I have learned a lot through reading my peers’ blogs and hearing their own ideas based on our class readings and discussions. It was hard to pick only one quote for this entry, but Jennifer’s entry about genre’s really caught my eye and got me thinking. She said…
“In general I have seen students learning fiction vs. non-fiction as well as poetry. Beyond this, genres are not really introduced from what I have experienced. With this experience, and the influence of class I plan to change this.”
Looking back on my own educational career and my experiences in the classroom, I can honestly say I do not remember teachers explicitly teaching about genres. I believe Jennifer has the right idea as she plans to change this, and I am right on board with her! As an educator, I think it is important to expose students to various genres and explore each one individually. I agree with Jennifer that it is important for students to know and understand the characteristics of each type of genre, and also be able to write in their different forms. There are so many exciting and engaging ways you can teach genres explicitly. Moreover, my main goal is to have students feel comfortable and confident when writing in each different style.

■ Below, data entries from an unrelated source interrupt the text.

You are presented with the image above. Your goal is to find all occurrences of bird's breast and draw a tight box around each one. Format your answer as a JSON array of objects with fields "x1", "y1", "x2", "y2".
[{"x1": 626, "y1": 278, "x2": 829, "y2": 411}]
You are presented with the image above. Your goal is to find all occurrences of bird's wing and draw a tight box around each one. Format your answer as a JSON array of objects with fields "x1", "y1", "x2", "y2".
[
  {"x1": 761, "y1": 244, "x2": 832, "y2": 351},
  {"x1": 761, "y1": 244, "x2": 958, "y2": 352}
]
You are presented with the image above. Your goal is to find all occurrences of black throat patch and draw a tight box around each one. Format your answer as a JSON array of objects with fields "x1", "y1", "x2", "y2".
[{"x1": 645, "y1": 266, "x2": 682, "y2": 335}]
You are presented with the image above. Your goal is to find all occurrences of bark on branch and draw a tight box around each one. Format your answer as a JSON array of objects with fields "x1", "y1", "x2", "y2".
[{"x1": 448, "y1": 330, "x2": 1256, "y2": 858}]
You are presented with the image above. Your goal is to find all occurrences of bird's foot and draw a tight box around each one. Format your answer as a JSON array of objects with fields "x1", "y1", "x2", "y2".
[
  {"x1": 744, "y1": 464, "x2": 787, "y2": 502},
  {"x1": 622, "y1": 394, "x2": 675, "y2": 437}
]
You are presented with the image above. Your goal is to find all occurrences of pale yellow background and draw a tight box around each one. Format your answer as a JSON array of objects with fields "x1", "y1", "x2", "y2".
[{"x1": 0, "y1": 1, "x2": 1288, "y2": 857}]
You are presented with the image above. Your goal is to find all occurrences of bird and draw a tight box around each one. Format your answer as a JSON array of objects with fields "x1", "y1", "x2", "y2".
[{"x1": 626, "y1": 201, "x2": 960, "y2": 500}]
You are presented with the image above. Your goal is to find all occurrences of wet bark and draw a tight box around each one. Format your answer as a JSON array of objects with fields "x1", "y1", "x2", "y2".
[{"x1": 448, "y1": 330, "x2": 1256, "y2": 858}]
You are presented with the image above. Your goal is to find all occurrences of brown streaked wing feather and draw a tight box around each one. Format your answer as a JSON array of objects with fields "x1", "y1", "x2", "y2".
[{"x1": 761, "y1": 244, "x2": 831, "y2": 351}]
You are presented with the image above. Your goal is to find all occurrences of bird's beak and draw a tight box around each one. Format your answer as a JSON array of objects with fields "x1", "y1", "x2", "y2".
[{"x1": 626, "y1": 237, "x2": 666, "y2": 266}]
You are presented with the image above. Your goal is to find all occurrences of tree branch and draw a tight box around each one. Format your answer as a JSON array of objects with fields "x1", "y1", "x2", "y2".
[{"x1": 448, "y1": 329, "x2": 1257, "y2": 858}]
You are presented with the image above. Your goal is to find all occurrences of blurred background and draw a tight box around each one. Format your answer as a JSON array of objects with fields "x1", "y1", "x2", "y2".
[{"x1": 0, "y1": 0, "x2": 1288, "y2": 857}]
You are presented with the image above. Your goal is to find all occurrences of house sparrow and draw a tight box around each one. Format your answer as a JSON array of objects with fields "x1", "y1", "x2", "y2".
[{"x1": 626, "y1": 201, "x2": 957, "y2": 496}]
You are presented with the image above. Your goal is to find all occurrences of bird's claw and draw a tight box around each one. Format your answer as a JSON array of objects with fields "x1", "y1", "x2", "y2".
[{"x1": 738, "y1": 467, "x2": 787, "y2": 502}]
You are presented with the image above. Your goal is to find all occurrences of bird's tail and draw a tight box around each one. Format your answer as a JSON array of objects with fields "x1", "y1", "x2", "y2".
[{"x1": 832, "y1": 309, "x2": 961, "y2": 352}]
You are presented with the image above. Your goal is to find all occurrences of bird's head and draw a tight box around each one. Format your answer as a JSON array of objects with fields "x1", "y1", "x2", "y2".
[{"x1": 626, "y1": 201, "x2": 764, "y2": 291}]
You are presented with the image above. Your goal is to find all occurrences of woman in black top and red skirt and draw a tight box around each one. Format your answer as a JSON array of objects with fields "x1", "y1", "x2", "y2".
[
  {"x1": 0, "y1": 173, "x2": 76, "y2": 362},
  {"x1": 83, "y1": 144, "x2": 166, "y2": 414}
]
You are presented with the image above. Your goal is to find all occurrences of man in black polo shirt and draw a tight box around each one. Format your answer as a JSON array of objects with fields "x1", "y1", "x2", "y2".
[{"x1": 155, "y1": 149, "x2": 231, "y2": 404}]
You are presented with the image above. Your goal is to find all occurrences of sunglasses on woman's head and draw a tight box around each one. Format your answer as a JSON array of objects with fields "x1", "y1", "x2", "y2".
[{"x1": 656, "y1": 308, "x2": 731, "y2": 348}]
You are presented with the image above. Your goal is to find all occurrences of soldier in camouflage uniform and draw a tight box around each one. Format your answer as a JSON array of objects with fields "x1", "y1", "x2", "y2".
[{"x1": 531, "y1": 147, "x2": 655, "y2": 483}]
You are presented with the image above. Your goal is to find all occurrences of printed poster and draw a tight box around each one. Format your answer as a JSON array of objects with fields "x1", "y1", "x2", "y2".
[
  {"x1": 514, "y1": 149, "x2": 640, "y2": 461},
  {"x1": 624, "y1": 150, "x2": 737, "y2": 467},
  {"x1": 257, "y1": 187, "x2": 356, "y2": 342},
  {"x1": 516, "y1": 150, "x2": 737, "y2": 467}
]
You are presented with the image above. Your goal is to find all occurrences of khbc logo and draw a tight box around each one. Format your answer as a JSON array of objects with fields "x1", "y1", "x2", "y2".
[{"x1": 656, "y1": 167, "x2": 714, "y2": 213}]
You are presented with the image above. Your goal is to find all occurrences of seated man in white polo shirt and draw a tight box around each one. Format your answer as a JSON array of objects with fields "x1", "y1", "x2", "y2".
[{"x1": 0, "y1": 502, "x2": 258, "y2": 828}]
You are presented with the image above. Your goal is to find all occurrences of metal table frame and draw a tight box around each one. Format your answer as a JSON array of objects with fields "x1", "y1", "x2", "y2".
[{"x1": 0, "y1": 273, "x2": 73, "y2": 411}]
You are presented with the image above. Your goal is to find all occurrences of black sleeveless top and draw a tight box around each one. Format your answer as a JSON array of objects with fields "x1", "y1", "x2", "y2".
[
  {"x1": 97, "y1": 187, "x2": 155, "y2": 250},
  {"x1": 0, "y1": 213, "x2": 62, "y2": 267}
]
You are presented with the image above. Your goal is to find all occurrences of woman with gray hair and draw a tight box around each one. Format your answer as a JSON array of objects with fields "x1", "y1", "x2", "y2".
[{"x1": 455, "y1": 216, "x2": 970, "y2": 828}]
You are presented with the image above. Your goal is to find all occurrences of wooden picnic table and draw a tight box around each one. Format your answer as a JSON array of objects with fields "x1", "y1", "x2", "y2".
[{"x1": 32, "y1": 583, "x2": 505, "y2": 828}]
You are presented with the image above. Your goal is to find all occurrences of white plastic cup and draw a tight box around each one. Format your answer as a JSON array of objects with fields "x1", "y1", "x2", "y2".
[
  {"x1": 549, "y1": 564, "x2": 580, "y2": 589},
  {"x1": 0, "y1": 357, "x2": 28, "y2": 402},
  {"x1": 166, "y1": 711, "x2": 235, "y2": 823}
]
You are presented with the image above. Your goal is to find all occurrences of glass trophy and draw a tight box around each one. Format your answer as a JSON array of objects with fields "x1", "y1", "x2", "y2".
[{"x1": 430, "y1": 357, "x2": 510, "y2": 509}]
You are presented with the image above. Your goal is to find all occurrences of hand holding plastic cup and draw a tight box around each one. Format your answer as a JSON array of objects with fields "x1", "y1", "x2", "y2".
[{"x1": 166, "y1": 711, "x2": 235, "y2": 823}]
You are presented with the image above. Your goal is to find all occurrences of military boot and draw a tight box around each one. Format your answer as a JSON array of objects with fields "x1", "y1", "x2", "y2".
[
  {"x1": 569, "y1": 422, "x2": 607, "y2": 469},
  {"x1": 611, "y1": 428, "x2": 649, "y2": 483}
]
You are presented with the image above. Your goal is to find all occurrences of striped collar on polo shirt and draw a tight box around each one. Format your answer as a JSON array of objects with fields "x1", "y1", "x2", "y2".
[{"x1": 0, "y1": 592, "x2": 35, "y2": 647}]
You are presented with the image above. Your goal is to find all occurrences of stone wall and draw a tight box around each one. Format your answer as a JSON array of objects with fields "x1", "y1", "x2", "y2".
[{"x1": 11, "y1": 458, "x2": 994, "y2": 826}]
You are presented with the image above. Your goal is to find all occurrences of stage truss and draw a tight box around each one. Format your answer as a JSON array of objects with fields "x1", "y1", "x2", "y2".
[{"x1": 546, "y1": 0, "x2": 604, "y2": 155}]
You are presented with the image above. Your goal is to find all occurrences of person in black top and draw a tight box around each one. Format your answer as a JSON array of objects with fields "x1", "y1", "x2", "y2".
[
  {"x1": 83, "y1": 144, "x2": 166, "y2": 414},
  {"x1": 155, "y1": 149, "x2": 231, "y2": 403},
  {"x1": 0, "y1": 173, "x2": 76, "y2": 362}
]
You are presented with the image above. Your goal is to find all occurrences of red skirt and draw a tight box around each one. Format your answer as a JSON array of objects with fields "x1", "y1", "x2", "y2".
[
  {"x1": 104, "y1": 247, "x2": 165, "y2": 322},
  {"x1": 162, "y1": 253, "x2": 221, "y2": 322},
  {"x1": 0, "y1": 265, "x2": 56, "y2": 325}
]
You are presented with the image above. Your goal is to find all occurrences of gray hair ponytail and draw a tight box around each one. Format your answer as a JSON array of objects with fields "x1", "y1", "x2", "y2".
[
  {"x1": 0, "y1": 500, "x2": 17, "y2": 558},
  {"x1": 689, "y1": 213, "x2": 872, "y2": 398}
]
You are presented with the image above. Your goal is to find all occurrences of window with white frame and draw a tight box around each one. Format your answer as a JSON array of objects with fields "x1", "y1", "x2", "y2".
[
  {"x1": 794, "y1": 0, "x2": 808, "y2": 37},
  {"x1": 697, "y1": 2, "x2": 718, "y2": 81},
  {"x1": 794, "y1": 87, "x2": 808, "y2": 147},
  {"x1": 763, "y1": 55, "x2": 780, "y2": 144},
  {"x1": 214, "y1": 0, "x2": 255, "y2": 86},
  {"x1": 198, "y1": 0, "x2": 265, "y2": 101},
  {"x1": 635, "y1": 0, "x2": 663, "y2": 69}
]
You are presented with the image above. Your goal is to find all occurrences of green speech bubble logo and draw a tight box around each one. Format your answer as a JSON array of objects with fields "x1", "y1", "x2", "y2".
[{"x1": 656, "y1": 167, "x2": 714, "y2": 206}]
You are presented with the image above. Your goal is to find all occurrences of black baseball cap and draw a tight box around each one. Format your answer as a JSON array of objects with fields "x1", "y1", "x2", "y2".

If I could teach any grade level, it would be first grade. I believe they are just as capable at learning about the various genres as upper level students. Tompkins is a great and reliable resource to use because she provides books and writing ideas across different grade levels. My students would learn to expect a new genre at the beginning of each month; for example, poetry would be our theme for September, and everything we read and wrote during this month would revolve around this central theme. When working with younger students, I strongly believe in utilizing read-alouds to introduce a new topic. I would perform many poetic read-alouds and whole group lessons to explicitly explore the characteristics of this genre. We would read poetry books during our morning reading groups, and later in the day we would work on writing poems. Tompkins presents many appropriate poems for early learners, such as formula poems; this would allow me to give students a topic, and provide a skeleton for them to fill in with their own writing. By the end of the month my goal would be for each student to feel comfortable when working with poetry and be able to tell me about the poetry genre. Then come October, we would start a new genre!
I think it is imperative, when working with young learners, to take a slower pace. You have to keep in mind that they may not have any background knowledge and it could be up to you create it. Focusing on one genre a month would be a great way for students to explicitly learn about each one. They could even keep a binder with different easy-to-read genre pieces that they could refer back to and read independently. This would also aid in their fluency and provide a fun way to engage them in reading on their own.